But I also watched Critical Role and when I created a bigger campaign, I run into all the issues discussed here, because when I used longer form adventures with less battles between long rests, the DMG didn't give me any help. Deadly (because deadly was never explained, what it actually means) didn't feel deadly.
It could explain things better, but there is actually a definition in the 5.0 DMG:
Deadly. A deadly encounter could be lethal for one or more player characters. Survival often requires good tactics and quick thinking, and the party risks defeat.
 

It could explain things better, but there is actually a definition in the 5.0 DMG:
Deadly. A deadly encounter could be lethal for one or more player characters. Survival often requires good tactics and quick thinking, and the party risks defeat.

Yeah, but that's a lie though. You need to go at least double, probably triple deadly to get that. Normal deadly is at most what they say medium is: A medium encounter usually has one or two scary moments for the players, but the characters should emerge victorious with no casualties.
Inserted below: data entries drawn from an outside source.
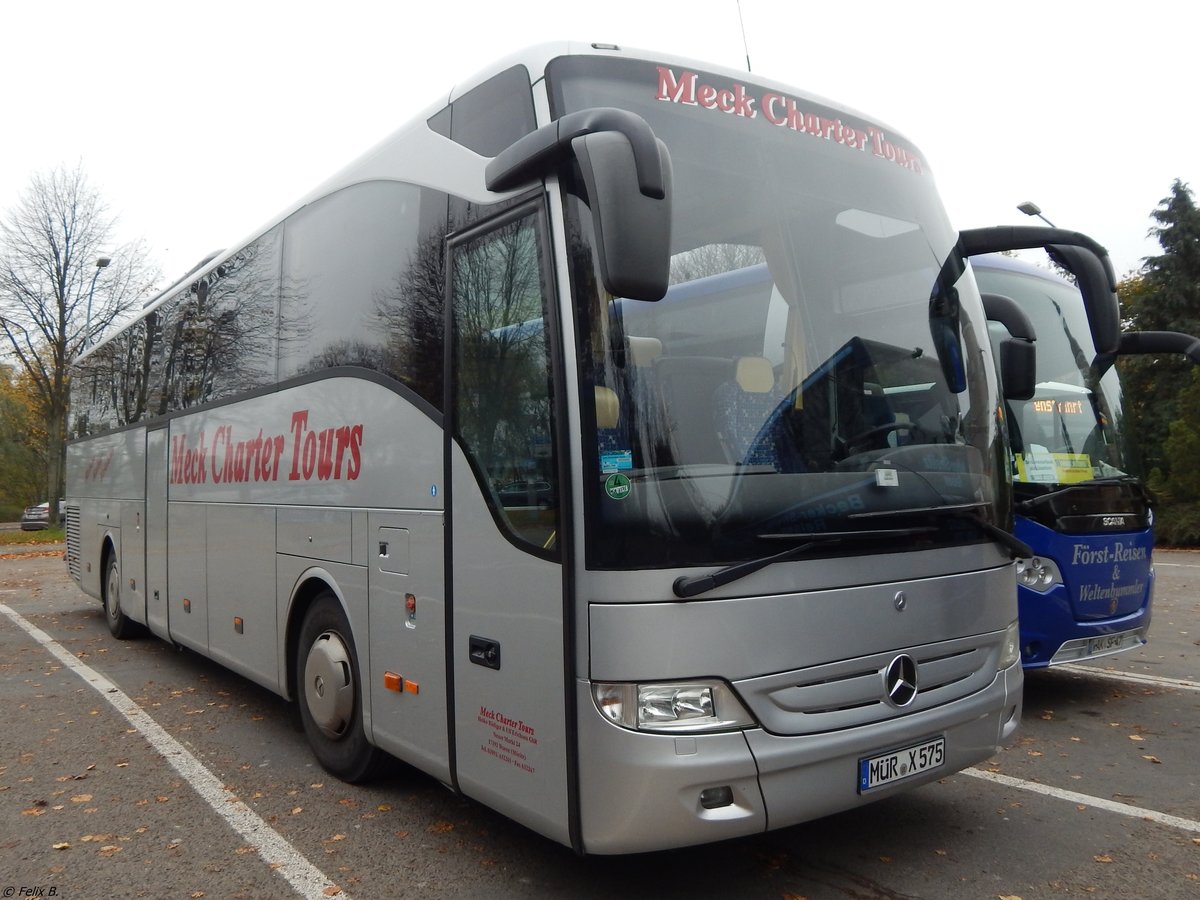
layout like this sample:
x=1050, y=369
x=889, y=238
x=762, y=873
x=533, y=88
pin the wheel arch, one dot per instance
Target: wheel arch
x=107, y=551
x=311, y=585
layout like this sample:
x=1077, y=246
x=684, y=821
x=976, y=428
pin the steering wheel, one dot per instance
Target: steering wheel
x=852, y=443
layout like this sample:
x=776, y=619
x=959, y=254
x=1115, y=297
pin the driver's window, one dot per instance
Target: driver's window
x=503, y=385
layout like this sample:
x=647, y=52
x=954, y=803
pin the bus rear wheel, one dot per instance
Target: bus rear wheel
x=329, y=690
x=121, y=625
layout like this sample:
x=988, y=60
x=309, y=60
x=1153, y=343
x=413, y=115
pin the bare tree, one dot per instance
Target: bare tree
x=54, y=298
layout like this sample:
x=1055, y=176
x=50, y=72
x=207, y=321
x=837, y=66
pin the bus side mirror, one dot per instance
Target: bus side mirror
x=1134, y=343
x=1018, y=353
x=633, y=232
x=1086, y=259
x=627, y=173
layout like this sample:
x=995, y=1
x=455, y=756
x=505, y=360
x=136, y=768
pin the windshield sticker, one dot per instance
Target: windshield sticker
x=783, y=112
x=616, y=461
x=617, y=486
x=1038, y=465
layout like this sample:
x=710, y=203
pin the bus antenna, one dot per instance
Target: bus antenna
x=744, y=45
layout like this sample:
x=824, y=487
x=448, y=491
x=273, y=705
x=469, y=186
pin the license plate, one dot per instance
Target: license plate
x=899, y=765
x=1109, y=642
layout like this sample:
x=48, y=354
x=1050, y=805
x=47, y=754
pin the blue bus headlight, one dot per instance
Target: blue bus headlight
x=671, y=707
x=1038, y=574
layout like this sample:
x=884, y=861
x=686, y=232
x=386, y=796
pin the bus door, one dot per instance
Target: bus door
x=156, y=532
x=504, y=569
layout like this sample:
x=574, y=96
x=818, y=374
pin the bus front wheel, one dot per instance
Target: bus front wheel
x=330, y=693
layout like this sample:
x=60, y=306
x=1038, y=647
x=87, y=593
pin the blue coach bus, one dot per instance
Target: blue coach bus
x=1079, y=501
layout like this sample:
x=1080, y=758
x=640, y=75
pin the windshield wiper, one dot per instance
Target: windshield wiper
x=966, y=511
x=687, y=586
x=1035, y=502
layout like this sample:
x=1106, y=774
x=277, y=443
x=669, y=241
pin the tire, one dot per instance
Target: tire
x=121, y=625
x=329, y=691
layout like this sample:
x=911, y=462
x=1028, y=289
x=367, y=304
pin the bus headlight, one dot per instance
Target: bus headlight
x=1011, y=647
x=1038, y=574
x=672, y=707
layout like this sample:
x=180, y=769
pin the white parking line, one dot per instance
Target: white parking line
x=1122, y=809
x=307, y=880
x=1133, y=677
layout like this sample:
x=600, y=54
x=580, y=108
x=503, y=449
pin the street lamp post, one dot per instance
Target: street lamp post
x=1031, y=209
x=101, y=263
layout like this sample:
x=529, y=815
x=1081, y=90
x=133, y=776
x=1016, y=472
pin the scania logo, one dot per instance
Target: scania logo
x=900, y=681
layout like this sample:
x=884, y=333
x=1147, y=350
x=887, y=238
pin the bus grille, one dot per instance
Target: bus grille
x=852, y=693
x=72, y=528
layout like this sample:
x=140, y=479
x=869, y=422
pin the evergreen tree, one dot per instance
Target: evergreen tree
x=1164, y=297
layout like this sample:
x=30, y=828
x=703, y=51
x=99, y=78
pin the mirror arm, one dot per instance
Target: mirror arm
x=1145, y=342
x=539, y=151
x=996, y=239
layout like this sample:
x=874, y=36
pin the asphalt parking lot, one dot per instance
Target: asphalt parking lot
x=135, y=769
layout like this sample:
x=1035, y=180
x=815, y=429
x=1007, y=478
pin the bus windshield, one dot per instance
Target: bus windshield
x=819, y=370
x=1068, y=432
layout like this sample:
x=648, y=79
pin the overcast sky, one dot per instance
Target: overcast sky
x=201, y=121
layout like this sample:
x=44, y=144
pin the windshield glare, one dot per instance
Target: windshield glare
x=820, y=363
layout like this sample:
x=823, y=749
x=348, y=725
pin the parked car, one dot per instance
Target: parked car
x=527, y=493
x=37, y=517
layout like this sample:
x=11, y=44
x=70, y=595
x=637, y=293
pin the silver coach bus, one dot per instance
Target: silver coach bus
x=618, y=443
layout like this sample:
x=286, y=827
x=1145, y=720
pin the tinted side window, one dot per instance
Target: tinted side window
x=364, y=285
x=503, y=390
x=489, y=118
x=217, y=337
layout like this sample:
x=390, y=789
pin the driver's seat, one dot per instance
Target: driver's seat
x=742, y=406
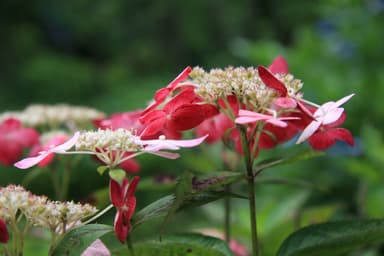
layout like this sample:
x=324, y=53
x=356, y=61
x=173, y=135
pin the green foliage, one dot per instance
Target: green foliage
x=334, y=238
x=78, y=239
x=180, y=245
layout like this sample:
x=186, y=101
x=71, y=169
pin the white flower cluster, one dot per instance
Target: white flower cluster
x=53, y=115
x=108, y=140
x=58, y=216
x=244, y=83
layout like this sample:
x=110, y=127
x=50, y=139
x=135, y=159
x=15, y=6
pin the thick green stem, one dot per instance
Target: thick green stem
x=251, y=189
x=227, y=216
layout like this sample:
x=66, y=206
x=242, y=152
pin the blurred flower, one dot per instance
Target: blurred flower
x=123, y=198
x=97, y=248
x=48, y=140
x=328, y=113
x=72, y=117
x=4, y=236
x=14, y=139
x=61, y=148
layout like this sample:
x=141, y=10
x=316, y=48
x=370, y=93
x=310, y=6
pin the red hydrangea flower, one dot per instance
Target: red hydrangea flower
x=14, y=139
x=181, y=113
x=163, y=93
x=123, y=198
x=4, y=236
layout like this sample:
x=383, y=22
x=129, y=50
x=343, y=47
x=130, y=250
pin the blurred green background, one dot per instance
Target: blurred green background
x=114, y=54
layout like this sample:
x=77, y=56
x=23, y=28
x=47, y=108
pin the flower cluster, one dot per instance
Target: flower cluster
x=57, y=216
x=38, y=115
x=266, y=101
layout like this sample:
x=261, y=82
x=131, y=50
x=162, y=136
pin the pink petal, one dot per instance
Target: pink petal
x=332, y=116
x=168, y=155
x=277, y=122
x=97, y=248
x=308, y=131
x=31, y=161
x=279, y=65
x=66, y=145
x=4, y=235
x=343, y=100
x=284, y=103
x=271, y=81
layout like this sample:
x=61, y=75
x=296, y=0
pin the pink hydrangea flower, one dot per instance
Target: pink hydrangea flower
x=14, y=139
x=326, y=114
x=62, y=148
x=246, y=116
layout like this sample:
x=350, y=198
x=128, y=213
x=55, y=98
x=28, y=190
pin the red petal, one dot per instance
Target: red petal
x=271, y=81
x=132, y=186
x=186, y=117
x=154, y=129
x=122, y=227
x=279, y=65
x=130, y=165
x=344, y=135
x=115, y=193
x=322, y=140
x=184, y=97
x=151, y=116
x=181, y=77
x=4, y=236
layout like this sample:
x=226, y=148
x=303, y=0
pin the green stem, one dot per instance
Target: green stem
x=251, y=189
x=130, y=246
x=227, y=215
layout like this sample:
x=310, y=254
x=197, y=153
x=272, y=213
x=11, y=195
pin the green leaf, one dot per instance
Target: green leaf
x=117, y=174
x=287, y=160
x=102, y=169
x=215, y=180
x=332, y=238
x=161, y=207
x=78, y=239
x=180, y=245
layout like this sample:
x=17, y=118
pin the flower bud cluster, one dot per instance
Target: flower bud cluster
x=244, y=83
x=108, y=140
x=53, y=115
x=40, y=211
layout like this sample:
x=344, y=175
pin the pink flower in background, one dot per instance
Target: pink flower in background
x=4, y=236
x=62, y=148
x=326, y=114
x=123, y=198
x=97, y=248
x=14, y=139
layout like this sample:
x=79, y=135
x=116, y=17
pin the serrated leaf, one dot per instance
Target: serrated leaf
x=78, y=239
x=286, y=160
x=215, y=180
x=161, y=207
x=102, y=169
x=180, y=245
x=332, y=238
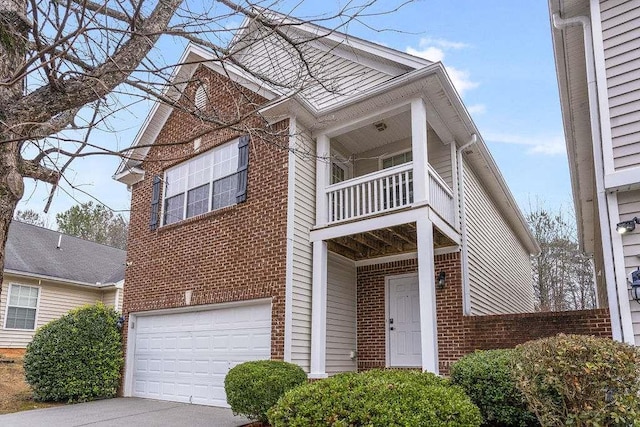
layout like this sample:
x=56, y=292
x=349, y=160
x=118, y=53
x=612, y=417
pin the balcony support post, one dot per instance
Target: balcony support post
x=419, y=148
x=323, y=174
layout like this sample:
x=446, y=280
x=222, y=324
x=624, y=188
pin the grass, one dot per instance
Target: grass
x=15, y=393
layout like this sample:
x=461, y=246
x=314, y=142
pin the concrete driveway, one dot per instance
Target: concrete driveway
x=125, y=411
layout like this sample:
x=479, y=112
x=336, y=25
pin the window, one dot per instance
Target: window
x=200, y=98
x=204, y=183
x=21, y=307
x=397, y=159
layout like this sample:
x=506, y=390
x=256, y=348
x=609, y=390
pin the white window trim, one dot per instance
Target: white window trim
x=6, y=308
x=343, y=163
x=388, y=156
x=163, y=187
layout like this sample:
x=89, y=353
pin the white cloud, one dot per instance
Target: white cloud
x=434, y=50
x=550, y=145
x=430, y=53
x=477, y=109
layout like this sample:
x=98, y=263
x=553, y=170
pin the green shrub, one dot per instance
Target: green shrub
x=580, y=380
x=254, y=387
x=376, y=398
x=487, y=379
x=77, y=357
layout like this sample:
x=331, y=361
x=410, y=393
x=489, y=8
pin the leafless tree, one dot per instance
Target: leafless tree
x=67, y=65
x=563, y=275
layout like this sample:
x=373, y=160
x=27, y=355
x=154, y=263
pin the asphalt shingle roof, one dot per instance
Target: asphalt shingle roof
x=32, y=249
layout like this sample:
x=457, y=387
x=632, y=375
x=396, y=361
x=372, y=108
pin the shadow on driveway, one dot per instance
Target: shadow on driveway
x=125, y=411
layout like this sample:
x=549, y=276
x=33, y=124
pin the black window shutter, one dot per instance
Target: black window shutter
x=155, y=203
x=243, y=165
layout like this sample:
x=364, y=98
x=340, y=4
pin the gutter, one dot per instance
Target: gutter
x=60, y=280
x=466, y=294
x=618, y=327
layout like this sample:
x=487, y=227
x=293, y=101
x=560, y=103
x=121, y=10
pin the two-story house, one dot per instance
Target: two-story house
x=596, y=45
x=350, y=223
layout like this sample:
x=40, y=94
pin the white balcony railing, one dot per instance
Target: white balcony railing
x=377, y=192
x=384, y=191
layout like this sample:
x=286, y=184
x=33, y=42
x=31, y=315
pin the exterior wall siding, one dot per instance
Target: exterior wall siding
x=500, y=275
x=629, y=206
x=304, y=219
x=236, y=253
x=458, y=334
x=341, y=314
x=54, y=301
x=621, y=39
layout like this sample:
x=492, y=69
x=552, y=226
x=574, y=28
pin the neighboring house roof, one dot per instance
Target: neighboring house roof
x=397, y=77
x=33, y=251
x=569, y=56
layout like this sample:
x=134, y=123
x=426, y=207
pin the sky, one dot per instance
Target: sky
x=498, y=53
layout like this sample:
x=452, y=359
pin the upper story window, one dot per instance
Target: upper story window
x=397, y=159
x=200, y=98
x=22, y=305
x=204, y=183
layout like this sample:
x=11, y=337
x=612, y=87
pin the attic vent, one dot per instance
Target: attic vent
x=200, y=99
x=380, y=126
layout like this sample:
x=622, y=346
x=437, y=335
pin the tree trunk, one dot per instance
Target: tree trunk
x=13, y=42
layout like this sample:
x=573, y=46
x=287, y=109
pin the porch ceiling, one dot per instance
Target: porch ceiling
x=383, y=242
x=367, y=137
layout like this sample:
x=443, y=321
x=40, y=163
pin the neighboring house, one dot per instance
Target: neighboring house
x=597, y=52
x=326, y=254
x=47, y=273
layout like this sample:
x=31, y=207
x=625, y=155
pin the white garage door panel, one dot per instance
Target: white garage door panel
x=185, y=357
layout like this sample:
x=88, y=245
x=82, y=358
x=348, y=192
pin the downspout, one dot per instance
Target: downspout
x=603, y=212
x=466, y=295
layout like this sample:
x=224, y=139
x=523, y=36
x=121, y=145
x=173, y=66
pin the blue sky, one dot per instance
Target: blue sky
x=498, y=53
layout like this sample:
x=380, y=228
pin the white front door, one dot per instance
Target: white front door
x=404, y=321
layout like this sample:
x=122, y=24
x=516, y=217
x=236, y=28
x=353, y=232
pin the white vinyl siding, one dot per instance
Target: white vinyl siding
x=304, y=219
x=55, y=301
x=341, y=314
x=628, y=207
x=500, y=275
x=621, y=38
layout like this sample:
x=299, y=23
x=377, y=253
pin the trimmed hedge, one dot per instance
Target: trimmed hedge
x=76, y=358
x=580, y=380
x=487, y=379
x=254, y=387
x=376, y=398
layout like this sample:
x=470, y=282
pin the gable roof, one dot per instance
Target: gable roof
x=32, y=251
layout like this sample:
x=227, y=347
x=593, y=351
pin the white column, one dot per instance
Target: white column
x=426, y=285
x=419, y=148
x=319, y=311
x=323, y=173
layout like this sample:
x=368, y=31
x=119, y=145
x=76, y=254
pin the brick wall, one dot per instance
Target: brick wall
x=509, y=330
x=235, y=253
x=458, y=334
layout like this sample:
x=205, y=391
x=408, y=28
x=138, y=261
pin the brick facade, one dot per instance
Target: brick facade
x=458, y=334
x=232, y=254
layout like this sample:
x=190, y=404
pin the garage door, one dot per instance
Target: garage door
x=184, y=357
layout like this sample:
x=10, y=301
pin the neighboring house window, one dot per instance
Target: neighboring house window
x=204, y=183
x=21, y=307
x=397, y=159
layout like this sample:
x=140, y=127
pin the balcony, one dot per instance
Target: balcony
x=386, y=191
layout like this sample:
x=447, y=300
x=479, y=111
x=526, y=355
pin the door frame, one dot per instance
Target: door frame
x=387, y=340
x=129, y=358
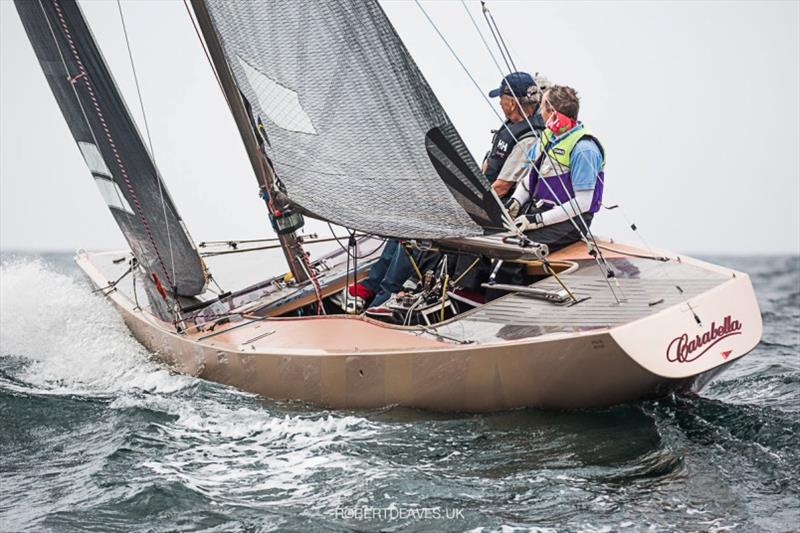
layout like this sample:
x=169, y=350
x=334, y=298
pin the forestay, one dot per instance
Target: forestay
x=111, y=145
x=353, y=129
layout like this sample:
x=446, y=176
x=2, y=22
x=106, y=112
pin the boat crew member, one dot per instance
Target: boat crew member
x=567, y=171
x=504, y=165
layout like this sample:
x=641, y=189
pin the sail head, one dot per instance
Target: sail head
x=353, y=130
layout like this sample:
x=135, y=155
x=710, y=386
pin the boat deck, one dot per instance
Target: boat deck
x=643, y=287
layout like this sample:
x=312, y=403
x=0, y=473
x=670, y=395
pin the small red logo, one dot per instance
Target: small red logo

One or more of them might need to use healing resources.

In 5.0 the encounter difficulty classification basically stop at where they ought to start from so they are completely useless.
 

It could explain things better, but there is actually a definition in the 5.0 DMG:
Deadly. A deadly encounter could be lethal for one or more player characters. Survival often requires good tactics and quick thinking, and the party risks defeat.
Yeah, but only of the deadly fight is the 7th fight in day. If it is the first fight after a long rest, deadly is easy.
 

Classification is misleading. It should be measured against 5 person party (or 4 person, if that's standard, but that should be written) with all resources and full HP. Most of encounters i ran are in deadly or above category, but most player deaths occur more due to sheer bad lack on their part and good luck on my part or if i design encounter specifically to target their weaknesses. Just regular deadly encounters in blank rooms get steamrolled often.
 

That's the critical problem with how 5e did its rests. Spending 3+ hours a day doing nothing, but you never ever see consequences for it, while taking the rest of the day, guaranteed problems? Really?? It's just so patently ridiculous.
Do events ever cause interruptions of a short rest in your games?